А в моем чуланчике жить можно. Стропила поскрипывают от ветра; слышно, как дождик сбегает по черепицам, и кажется, будто бы во всех углах часики тикают. Это жук-древоед старается. В школу по утрам меня будит наш солдат. Он стучит в дверь и поет или насвистывает что-нибудь, словно у него в светелке что-то такое припрятано, чему он каждый день вновь не нарадуется. Иной раз я долго не откликаюсь на его стук: все слушаю, как он поет. Мне очень хочется запомнить песенку про девочку, которая пошла собирать ежевику:
Серые осенние дни ползут через нашу деревню. Люди кутаются, чихают, кашляют. Бабушке нездоровится. Когда она по утрам встает, по всему дому разносятся ее крики — так ей больно подниматься с постели. Но через час крики утихают, слышатся только стоны и вздохи, — бабушке всегда надо сперва разойтись как следует.
У себя в каморке, тут на чердаке, я смогу читать стихотворения сколько захочу — дедушка не будет заглядывать в книжку через мое плечо. А я знаю одно стихотворение, так там тоже говорится про туман, точь-в-точь такой, как у нас сейчас на улице. Но только там нет ни охающей бабушки, ни чихающих и кашляющих людей.
Так мы и сделаем. Пусть у меня в каморке будет золотая осень!..
— Господин учитель Керн, а у вас есть еще?
— Что?
— Книжки со стихотворениями.
— Ах, вот ты о чем! Но послушай, Тинко, а книжку Юлиуса Фучика ты мне разве уже вернул?
— Нет, не вернул.
— Вот видишь! Да ты мне о Юлиусе Фучике и не рассказал еще ничего!
— Ничего не рассказал, господин учитель Керн.
На следующий день учитель снова спрашивает меня про книжку Юлиуса Фучика.
— Господин учитель Керн… Фучик, он… его даже смерть не смогла запугать! Наши враги, господин учитель Керн, они могут грибным ножиком пробуравить тебе дырку в груди… но все равно нельзя от них убегать, будто тебя гадюка укусила…
— Что с тобой, Тинко? Ничего у тебя не болит?
— Нет, господин учитель Керн. Вот только Фучик, он…
День спустя учитель опять спрашивает меня про свою книжку. Может быть, она нужна ему самому? Он, наверно, тоже иногда боится своих врагов?
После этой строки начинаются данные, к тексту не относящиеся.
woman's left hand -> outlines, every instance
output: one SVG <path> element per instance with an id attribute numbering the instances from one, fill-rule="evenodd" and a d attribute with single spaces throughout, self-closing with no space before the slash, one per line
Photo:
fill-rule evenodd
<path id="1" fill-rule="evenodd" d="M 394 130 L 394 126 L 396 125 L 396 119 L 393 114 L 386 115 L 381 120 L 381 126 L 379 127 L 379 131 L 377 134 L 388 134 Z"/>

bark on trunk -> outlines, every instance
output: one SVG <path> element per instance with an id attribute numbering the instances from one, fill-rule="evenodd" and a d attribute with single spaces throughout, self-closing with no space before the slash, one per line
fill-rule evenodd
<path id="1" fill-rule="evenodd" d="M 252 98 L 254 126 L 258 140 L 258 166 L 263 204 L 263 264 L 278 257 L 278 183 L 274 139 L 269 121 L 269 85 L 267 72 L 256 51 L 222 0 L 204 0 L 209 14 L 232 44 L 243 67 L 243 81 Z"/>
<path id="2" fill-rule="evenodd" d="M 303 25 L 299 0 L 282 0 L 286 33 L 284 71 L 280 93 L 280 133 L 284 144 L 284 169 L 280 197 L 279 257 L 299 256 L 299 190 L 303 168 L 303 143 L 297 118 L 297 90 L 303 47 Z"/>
— Книжка в печке сгорела, господин учитель Керн. В плите на кухне.
— Что?
— Я сидел на ящике для дров и читал. А мне велели в карты идти играть. Потом он спятил…
— Кто?
— Дедушка.
— Невероятно! — Лицо учителя делается очень бледным, и он кусает свою нижнюю губу. — Он заплатит за это. Он должен заплатить! Как это можно? Вдруг взять и бросить книгу в огонь… Я поговорю с твоим отцом. Да, обязательно поговорю… А когда же ты наконец придешь к пионерам?
— К пионерам?
— Ты бы мог там читать книжки. Там нет дедушки, который мешает тебе.